From delivering advice in a more streamlined fashion to broadening their offerings to include financial planning services outside of traditional DC portfolio management, providers are striving to deliver more comprehensive, holistic advice—and do so more efficiently, the Boston-based research and consulting firm added. One key area of innovation in the DC managed accounts space involves the collection of participant data.

“Rather than having participants manually gather and transmit a variety of personal data points to their managed account provider, several platforms now automatically extract participant-level data from the recordkeeper, effectively streamlining the data aggregation process,” Shawn O’Brien, senior analyst, said in a statement.

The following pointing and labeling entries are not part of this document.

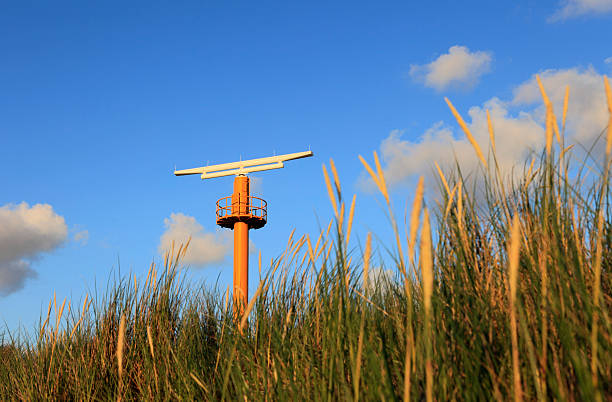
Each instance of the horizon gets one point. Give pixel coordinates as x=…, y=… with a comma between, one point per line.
x=101, y=102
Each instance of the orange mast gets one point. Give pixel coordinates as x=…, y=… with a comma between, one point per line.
x=241, y=212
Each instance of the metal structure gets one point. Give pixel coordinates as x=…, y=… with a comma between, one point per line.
x=241, y=211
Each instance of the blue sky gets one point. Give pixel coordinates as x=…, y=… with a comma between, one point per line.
x=100, y=101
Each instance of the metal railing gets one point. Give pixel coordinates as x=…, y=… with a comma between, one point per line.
x=254, y=206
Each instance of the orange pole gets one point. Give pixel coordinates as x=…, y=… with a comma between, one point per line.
x=240, y=201
x=241, y=265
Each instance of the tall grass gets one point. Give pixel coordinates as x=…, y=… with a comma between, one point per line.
x=501, y=294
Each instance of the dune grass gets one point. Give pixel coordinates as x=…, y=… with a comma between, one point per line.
x=502, y=292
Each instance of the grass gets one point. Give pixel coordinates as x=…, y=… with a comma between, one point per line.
x=502, y=292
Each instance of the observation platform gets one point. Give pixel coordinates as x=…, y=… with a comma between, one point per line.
x=249, y=209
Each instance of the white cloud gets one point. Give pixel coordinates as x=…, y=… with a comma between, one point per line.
x=575, y=8
x=518, y=124
x=25, y=233
x=81, y=237
x=458, y=67
x=205, y=247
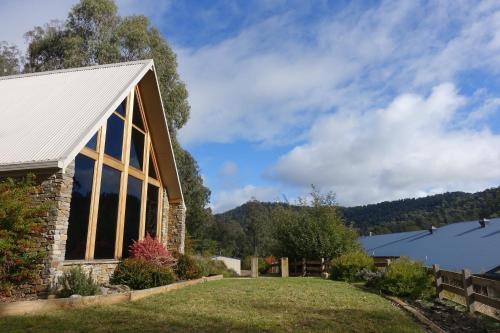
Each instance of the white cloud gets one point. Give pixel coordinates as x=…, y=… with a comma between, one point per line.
x=270, y=82
x=225, y=200
x=409, y=148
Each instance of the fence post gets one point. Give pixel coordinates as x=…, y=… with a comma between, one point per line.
x=439, y=280
x=284, y=267
x=255, y=267
x=468, y=290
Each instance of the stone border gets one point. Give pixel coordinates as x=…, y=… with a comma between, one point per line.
x=47, y=305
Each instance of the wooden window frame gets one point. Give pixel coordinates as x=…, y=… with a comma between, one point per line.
x=126, y=170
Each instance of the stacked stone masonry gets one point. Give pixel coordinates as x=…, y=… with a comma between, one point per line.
x=56, y=188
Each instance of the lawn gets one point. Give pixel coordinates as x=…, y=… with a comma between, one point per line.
x=233, y=305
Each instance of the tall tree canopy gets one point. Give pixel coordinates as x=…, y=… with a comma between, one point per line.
x=10, y=59
x=95, y=34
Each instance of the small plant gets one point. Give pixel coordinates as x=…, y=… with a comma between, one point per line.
x=138, y=273
x=21, y=222
x=187, y=268
x=407, y=278
x=151, y=250
x=348, y=266
x=76, y=282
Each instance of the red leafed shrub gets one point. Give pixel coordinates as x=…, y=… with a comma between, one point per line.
x=151, y=250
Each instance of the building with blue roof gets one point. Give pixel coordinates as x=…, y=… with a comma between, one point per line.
x=474, y=245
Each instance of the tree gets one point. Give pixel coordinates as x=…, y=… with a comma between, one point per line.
x=10, y=59
x=315, y=231
x=94, y=34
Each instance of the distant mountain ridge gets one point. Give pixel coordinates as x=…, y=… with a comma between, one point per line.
x=399, y=215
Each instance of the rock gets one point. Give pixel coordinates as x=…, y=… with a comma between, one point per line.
x=104, y=290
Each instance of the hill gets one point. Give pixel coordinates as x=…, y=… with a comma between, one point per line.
x=392, y=216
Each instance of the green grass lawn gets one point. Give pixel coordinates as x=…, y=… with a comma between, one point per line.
x=232, y=305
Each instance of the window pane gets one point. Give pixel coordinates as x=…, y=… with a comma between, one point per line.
x=79, y=208
x=136, y=116
x=114, y=137
x=152, y=210
x=132, y=214
x=137, y=149
x=108, y=214
x=92, y=144
x=121, y=109
x=152, y=171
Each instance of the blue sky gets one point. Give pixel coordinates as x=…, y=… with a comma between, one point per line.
x=373, y=100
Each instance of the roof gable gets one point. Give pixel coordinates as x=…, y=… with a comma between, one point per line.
x=48, y=117
x=454, y=246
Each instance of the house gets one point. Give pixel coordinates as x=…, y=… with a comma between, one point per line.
x=231, y=263
x=98, y=142
x=474, y=245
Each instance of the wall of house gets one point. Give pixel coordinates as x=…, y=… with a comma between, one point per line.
x=55, y=188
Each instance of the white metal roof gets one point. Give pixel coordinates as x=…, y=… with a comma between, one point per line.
x=47, y=118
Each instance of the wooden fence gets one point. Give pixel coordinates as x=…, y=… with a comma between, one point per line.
x=474, y=290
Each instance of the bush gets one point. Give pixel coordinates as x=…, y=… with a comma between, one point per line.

Personalized investment management remains the core (and more lucrative) offering for managed account providers. Yet guiding participants through non-investment-related financial complications related to budgeting, debt management, short-term saving objectives, and other more immediate financial considerations allows managed account providers to aid and engage a broader swath of the participant population and put participants in a better position to focus on their long-term saving and investment objectives.

“Some plans may offer similar services through their recordkeeper or plan advisor, so providers should work with their plan sponsor clients to evaluate whether it makes sense to leverage the financial planning and wellness services offered through their managed account provider and, if so, how to craft targeted communications toward participants who might benefit from these services,” O’Brien concluded.

Retirement readiness boost

Ultimately, participants nearing retirement face an array of complex, interrelated financial decisions as they begin to transition from asset accumulation to decumulation.

By incorporating a participant’s expected sources of income in retirement, spending requirements, risk tolerance, and other personal information, an advisor in a managed account program can help participants craft a personalized investment and drawdown strategy.

Cerulli expects managed accounts to play a central role within retirement tiers and other decumulation-focused plan design initiatives in the years to come.